[The Jolliest School of All by Angela Brazil]@TWC D-Link bookThe Jolliest School of All CHAPTER XI 4/24
After much pushing, crowding, shouting, and gesticulation on the part of both the public and officials, the train at last started and pursued its jolting and jerky way.
It ran first through the poorer district of Naples, where dilapidated houses, whose faded walls showed traces of former gay pink, blue, or yellow color-wash, stood in the midst of vegetable gardens; then, the slums left behind, the line passed a long way among vineyards and orchards of almond, peach, and cherry that were just bursting into glorious lacy blossom.

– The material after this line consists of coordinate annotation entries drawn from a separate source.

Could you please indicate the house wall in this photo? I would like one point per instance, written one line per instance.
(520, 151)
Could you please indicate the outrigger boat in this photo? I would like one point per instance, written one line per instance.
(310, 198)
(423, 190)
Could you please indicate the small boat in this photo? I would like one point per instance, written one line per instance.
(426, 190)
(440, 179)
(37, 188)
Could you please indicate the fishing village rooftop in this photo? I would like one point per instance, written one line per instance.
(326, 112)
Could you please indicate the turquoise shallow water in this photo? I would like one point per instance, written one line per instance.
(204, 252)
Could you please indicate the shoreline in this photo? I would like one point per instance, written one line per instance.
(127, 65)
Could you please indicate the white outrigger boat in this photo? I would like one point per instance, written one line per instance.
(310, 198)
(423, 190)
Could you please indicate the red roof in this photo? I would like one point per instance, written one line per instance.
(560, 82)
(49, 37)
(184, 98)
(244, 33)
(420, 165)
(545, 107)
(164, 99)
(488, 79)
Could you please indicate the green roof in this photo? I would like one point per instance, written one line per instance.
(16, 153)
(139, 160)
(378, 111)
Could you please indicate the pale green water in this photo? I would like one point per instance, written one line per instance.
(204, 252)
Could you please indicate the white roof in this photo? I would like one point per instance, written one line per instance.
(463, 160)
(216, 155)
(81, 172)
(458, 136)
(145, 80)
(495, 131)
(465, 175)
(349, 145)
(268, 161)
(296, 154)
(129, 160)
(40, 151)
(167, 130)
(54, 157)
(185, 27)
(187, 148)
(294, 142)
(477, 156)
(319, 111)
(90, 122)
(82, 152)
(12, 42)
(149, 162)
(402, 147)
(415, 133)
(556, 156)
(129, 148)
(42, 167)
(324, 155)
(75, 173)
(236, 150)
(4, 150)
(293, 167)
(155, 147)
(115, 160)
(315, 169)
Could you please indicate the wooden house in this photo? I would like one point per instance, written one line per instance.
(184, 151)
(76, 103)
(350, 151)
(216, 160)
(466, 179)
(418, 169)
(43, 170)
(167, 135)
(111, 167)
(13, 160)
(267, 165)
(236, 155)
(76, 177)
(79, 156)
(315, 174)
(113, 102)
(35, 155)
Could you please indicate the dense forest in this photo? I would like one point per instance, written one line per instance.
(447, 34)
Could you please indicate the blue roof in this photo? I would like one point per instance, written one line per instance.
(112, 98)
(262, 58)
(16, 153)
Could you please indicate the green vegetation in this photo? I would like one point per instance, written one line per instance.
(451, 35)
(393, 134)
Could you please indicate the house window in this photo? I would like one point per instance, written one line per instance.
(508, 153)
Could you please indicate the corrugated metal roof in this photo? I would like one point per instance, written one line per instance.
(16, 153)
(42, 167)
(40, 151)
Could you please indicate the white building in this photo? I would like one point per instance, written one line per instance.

The railway banks were gay with the flowers which March scatters in Southern Italy, red poppies, orange marigolds, lupins, campanulas, purple snapdragons, and wild mignonette, growing anywhere among stones and rocks, with the luxuriance that in northern countries is reserved for June. At Torre Annunziata the party from the Villa Camellia all crowded to the carriage window, for Miss Morley had something to point out to them. "We're passing over the lava formed by the great eruption in 1906.
The whole of the railway line and ever so many houses were buried then. Don't you see bits of them peeping out over there ?" "Why, yes, it looks like cinders," commented Lorna. "They're great masses of crumbling lava turning into soil.
Wait till we get farther on, then you'll see lava more in its raw stage.